Le grand saint Antoine est certainement un des personnages les plus populaires de la légende dorée française. Dans de nombreuses églises, dans d'humbles chapelles cachées sous les frondaisons des bois, on peut encore voir son image, taillée à coups de serpe par quelque rustique sculpteur de village et enluminée par un pinceau naïf et maladroit. À ses pieds on remarque, le plus souvent, un beau petit goret, son compagnon habituel.

L'ermite fut, si nous en croyons du Broc de Segange, le patron de multiples corporations : bouchers, charcutiers, marchands de porcs, laboureurs, vanniers, fossoyeurs, sonneurs, tisserands, faïenciers de Nevers, gantiers, confiseurs, tondeurs de draps, tisseurs, et aussi des arquebusiers de Reims. Il était pieusement invoqué contre l'érysipèle, le feu sacré dit de saint Antoine, la gale, le prurit et toutes sortes de démangeaisons, ainsi que contre les maladies de peau, le scorbut, la peste, les épidémies, les feux de l'enfer, les incendies, les varices, les furoncles, les maux de tête, les épizooties et pour la protection des pourceaux. À cette longue liste, nous pouvons ajouter que le bon saint Antoine était aussi, en Bretagne, le céleste protecteur des potiers et celui des corroyeurs de Saint-Omer.

En général, il est représenté avec un « monsieur » habillé de soie et est environné de flammes ; il tient à la main un livre ou bien porte parfois une sorte de béquille nommée tau.

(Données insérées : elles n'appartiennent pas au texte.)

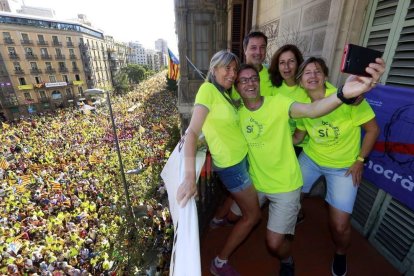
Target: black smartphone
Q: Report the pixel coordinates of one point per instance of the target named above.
(356, 58)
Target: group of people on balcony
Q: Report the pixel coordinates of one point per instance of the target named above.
(252, 144)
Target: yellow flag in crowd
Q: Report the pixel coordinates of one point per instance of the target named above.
(5, 126)
(4, 164)
(56, 186)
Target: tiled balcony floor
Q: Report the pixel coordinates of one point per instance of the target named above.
(312, 249)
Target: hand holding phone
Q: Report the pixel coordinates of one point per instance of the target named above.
(356, 58)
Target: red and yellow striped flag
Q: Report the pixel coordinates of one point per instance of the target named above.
(20, 189)
(25, 179)
(4, 164)
(56, 186)
(5, 126)
(173, 66)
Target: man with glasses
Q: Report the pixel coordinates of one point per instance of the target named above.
(273, 165)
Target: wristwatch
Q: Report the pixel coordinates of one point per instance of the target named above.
(340, 96)
(362, 159)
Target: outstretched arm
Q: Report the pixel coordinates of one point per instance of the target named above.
(188, 187)
(372, 131)
(298, 136)
(354, 86)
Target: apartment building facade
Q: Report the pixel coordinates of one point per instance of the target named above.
(47, 64)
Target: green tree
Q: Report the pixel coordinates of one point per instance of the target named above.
(135, 72)
(121, 83)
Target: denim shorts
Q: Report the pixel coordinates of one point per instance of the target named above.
(235, 178)
(340, 189)
(283, 210)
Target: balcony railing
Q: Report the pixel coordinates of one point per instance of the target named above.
(44, 99)
(14, 56)
(42, 43)
(50, 71)
(9, 103)
(31, 56)
(26, 42)
(8, 40)
(46, 56)
(35, 71)
(18, 71)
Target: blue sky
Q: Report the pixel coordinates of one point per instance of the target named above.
(126, 20)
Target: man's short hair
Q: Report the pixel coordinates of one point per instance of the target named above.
(251, 35)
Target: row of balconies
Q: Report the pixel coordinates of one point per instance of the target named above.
(36, 71)
(43, 56)
(8, 40)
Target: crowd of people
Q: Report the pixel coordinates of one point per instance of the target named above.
(61, 199)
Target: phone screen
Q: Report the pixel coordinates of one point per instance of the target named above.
(356, 58)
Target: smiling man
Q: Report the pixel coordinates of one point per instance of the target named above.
(273, 165)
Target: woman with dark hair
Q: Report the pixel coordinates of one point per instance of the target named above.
(334, 151)
(284, 65)
(216, 116)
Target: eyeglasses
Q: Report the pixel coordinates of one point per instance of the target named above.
(253, 79)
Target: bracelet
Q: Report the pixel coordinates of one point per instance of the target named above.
(340, 96)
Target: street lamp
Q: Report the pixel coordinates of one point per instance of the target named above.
(97, 91)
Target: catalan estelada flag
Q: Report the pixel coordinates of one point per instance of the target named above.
(173, 66)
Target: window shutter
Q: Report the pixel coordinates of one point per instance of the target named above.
(402, 67)
(393, 234)
(391, 31)
(236, 31)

Les érudits ont longuement discuté sur l'origine et la signification de ces attributs ; ils estiment, en général, que le porc — parfois figuré d'ailleurs avec des défenses — est une allusion aux cochons roses et gras que les religieux antonins avaient le droit de laisser circuler dans les villes, au grand mépris de l'hygiène, et dont la vente leur rapportait quelques ressources.

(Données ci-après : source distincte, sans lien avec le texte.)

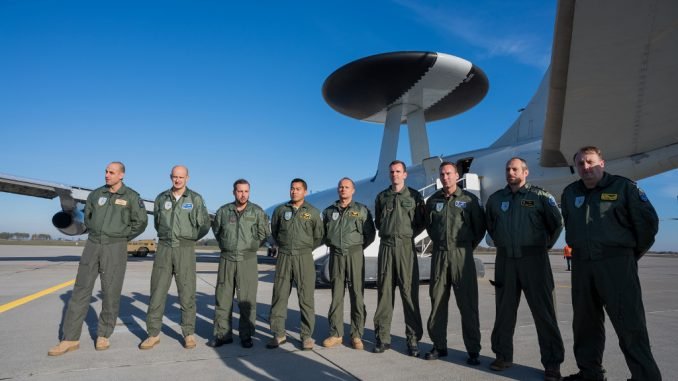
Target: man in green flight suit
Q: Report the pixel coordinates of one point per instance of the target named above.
(240, 227)
(399, 216)
(181, 219)
(610, 224)
(114, 215)
(297, 229)
(349, 228)
(455, 222)
(524, 222)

En tout cas, cette iconographie incita les villageois à prier l'ermite pour leurs bêtes. Le culte populaire de saint Antoine était d'ailleurs largement répandu dans les campagnes et les villes par des théâtres ambulants qui jouaient des sortes de mystères retraçant sa vie. On sait que Gustave Flaubert aimait voir à Rouen la fameuse tentation de saint Antoine, jouée par les marionnettes du père Legrain. Le grand écrivain garda longtemps le souvenir de cette pièce où l'on pouvait voir le cochon et son maître tourmentés par les diables qui arrachaient les tuiles de la cabane de l'ermite, tandis que celui-ci criait : « Messieurs les démons, laissez-moi donc ! » À quoi les suppôts de Satan répondaient : « Non, tu danseras, tu danseras, tu danseras en rond ! »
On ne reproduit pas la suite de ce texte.